Though if she was sounding like her mother, then her mother had
a point. At times like these it seemed strange to Sacha that she
hadn't made more friends in Melbourne. Strange in an anthropological
way: she was almost able to observe herself as if from a distance,
as if it wasn't her life but some other woman's who she'd been studying
for so long that her life had become intimately familiar. But then
she was snapped back into herself when she tried to decide what
she'd do that night. In general she'd like to read more, but it
was so much easier to switch the T.V. on and watch the night slip
away hour by hour: 7:30 to 8:30, 8:30 to 9:30, 9:30 to 10:30, and
then it was time for bed, if she was going to be awake at work tomorrow.

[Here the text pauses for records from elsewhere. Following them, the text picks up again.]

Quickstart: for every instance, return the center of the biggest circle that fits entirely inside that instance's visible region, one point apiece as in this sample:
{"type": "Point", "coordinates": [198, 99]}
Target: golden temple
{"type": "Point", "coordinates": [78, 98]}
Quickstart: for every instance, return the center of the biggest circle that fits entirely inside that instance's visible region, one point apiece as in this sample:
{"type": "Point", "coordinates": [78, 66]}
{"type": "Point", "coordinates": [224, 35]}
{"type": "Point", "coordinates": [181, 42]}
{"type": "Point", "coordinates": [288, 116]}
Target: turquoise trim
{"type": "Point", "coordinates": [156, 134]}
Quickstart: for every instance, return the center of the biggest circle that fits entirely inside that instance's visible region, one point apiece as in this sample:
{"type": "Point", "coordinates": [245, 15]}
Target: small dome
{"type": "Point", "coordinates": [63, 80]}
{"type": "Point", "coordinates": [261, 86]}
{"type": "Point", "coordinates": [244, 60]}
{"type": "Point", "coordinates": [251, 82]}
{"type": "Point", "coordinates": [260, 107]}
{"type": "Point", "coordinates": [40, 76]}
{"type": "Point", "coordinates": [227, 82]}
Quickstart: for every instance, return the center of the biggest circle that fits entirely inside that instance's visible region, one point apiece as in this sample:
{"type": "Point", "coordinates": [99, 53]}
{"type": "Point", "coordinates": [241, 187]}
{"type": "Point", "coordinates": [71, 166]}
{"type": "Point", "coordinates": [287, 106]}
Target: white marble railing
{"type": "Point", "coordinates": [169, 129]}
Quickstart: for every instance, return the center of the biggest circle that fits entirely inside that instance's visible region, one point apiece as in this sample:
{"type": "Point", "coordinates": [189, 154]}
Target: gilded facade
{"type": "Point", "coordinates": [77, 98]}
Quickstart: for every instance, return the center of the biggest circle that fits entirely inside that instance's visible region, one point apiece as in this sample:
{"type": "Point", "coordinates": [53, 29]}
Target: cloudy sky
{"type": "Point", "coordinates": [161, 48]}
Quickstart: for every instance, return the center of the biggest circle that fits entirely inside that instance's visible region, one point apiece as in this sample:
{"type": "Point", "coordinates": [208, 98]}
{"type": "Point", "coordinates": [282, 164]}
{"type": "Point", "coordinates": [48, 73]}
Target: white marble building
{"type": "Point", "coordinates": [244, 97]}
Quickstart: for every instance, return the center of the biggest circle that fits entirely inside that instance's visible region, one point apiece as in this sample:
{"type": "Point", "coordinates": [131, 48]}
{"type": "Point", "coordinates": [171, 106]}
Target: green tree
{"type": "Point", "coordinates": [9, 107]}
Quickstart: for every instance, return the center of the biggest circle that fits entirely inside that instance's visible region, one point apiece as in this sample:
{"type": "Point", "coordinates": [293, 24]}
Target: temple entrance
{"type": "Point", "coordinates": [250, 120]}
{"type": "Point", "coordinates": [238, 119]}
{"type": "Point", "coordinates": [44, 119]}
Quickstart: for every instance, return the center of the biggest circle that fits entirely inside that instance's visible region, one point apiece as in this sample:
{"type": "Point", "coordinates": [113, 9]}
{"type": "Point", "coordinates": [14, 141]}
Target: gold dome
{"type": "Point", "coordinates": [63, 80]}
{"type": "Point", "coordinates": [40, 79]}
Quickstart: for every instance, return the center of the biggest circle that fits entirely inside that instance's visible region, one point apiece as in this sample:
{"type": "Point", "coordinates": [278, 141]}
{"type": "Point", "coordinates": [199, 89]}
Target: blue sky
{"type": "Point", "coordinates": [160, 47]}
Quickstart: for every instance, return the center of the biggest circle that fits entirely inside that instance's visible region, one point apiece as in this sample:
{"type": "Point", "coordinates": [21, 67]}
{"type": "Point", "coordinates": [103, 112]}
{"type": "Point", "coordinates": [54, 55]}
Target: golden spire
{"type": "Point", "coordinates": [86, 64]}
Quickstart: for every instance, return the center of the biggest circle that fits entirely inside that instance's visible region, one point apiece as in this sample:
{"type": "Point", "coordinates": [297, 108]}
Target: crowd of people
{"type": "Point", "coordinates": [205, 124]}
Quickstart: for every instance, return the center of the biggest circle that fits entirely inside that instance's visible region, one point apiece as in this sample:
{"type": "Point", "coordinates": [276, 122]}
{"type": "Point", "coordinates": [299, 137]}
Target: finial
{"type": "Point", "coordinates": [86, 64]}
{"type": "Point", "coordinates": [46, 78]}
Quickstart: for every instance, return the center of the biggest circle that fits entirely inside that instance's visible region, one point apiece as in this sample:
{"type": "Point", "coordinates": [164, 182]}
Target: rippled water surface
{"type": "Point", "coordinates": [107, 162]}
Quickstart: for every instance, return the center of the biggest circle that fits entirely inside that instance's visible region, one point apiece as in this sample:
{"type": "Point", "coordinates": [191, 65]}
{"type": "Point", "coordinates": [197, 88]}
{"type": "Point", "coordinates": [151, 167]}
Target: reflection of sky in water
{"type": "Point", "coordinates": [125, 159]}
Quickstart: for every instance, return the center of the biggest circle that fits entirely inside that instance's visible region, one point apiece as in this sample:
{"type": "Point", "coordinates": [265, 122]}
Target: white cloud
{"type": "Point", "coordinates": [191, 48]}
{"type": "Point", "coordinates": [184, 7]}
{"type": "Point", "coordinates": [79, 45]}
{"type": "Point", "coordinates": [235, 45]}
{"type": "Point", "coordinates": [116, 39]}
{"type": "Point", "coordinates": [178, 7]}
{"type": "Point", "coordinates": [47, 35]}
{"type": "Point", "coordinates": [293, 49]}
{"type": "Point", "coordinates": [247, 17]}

It was almost like she'd made a
conscious decision to stop meeting people, as if she'd reached some
kind of threshold and declared: "Enough!" She'd assumed
she'd meet new people at work, when she first started there, but
that hadn't worked out. Or rather, it hadn't happened the way she'd
hoped it would. One problem was that she was the youngest person
at her work by some margin - well, there'd been another girl there
when she started but within a couple of weeks that girl had left
to go on a 'round-the-world trip for an unspecified period of time.
Didn't see herself coming back to the job. Didn't say so at the
farewell party. Didn't seem sad to leave. So she'd left, and left
Sacha alone with a horde of middle-aged business-men and women,
the kind her grandfather had always called "city types",
with some measure of contempt. Her grandfather had a lot of contempt
for a lot of things, actually. Sometimes deserved.

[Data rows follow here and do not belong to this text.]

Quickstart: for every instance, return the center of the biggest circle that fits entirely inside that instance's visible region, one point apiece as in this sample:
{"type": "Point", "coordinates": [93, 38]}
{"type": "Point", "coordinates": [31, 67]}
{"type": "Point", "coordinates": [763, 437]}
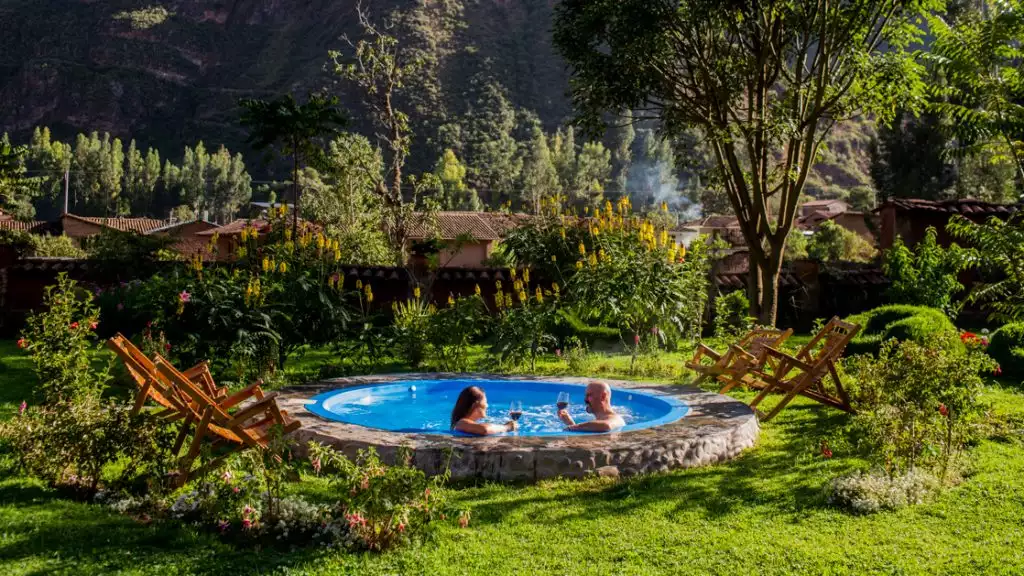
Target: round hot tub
{"type": "Point", "coordinates": [400, 415]}
{"type": "Point", "coordinates": [425, 406]}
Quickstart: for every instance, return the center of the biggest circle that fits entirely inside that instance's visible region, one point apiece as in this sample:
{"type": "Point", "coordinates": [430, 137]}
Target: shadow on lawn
{"type": "Point", "coordinates": [76, 538]}
{"type": "Point", "coordinates": [779, 472]}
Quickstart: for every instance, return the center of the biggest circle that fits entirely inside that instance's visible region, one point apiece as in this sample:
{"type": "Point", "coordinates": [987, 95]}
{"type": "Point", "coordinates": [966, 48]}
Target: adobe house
{"type": "Point", "coordinates": [484, 230]}
{"type": "Point", "coordinates": [78, 228]}
{"type": "Point", "coordinates": [814, 213]}
{"type": "Point", "coordinates": [910, 217]}
{"type": "Point", "coordinates": [185, 235]}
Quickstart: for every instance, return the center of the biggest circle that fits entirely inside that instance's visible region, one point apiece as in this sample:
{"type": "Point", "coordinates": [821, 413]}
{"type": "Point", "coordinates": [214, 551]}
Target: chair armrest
{"type": "Point", "coordinates": [788, 360]}
{"type": "Point", "coordinates": [267, 405]}
{"type": "Point", "coordinates": [251, 391]}
{"type": "Point", "coordinates": [701, 352]}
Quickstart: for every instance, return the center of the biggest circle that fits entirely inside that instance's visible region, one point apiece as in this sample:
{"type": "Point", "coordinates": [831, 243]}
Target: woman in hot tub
{"type": "Point", "coordinates": [470, 409]}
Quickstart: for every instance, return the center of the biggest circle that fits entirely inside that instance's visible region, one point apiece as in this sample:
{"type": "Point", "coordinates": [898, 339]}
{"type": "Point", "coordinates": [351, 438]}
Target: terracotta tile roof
{"type": "Point", "coordinates": [967, 206]}
{"type": "Point", "coordinates": [140, 225]}
{"type": "Point", "coordinates": [35, 227]}
{"type": "Point", "coordinates": [169, 229]}
{"type": "Point", "coordinates": [233, 228]}
{"type": "Point", "coordinates": [452, 224]}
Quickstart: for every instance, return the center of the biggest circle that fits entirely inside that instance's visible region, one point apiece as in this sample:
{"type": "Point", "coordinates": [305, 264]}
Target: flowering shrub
{"type": "Point", "coordinates": [873, 491]}
{"type": "Point", "coordinates": [452, 329]}
{"type": "Point", "coordinates": [58, 339]}
{"type": "Point", "coordinates": [412, 322]}
{"type": "Point", "coordinates": [523, 320]}
{"type": "Point", "coordinates": [915, 403]}
{"type": "Point", "coordinates": [74, 445]}
{"type": "Point", "coordinates": [382, 505]}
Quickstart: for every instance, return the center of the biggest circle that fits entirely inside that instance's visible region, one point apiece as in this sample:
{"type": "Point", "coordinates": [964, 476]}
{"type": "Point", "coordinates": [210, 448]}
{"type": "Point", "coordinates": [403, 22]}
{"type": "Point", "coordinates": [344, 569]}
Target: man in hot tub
{"type": "Point", "coordinates": [598, 400]}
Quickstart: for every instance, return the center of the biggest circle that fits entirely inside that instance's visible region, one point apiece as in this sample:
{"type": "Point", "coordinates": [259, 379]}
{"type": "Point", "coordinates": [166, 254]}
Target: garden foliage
{"type": "Point", "coordinates": [926, 275]}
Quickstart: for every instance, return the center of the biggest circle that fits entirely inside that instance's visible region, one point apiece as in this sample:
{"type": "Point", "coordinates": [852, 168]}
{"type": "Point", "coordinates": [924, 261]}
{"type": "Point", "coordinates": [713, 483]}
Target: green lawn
{"type": "Point", "coordinates": [761, 513]}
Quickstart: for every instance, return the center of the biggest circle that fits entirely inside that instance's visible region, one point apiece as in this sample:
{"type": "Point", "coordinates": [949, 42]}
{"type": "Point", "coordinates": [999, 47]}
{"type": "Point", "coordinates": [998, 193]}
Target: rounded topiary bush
{"type": "Point", "coordinates": [1007, 347]}
{"type": "Point", "coordinates": [902, 322]}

It wasn't true though, Sacha assured
herself, that she hadn't met anyone else since she'd met Rona and
Hannah and co. She'd met all those people at the Word on the
Street, for starters.
Well yes, she answered herself,
but only in the way a cat meets another cat if they're both living
in the same house. It doesn't mean they're friends. Doesn't mean
they're going to get along.
Oh come on, she countered, some
of them were all right. Take Phillip, for instance.
Phillip? Phillip was a dweeb!
Sure, the first time. Not the second
time, though. Not when Rona had set them up.
Well, that was true. He'd gone overseas,
too. Worked out well for him, evidently.
Don't' change the subject. Why didn't
you ever call him back?
I don't know.
It's not too late.
Not too late for what? What are
you saying?
Not too late to call! Stop making
a drama out of everything. Don't you wonder why you never meet people?
You never follow through on anything!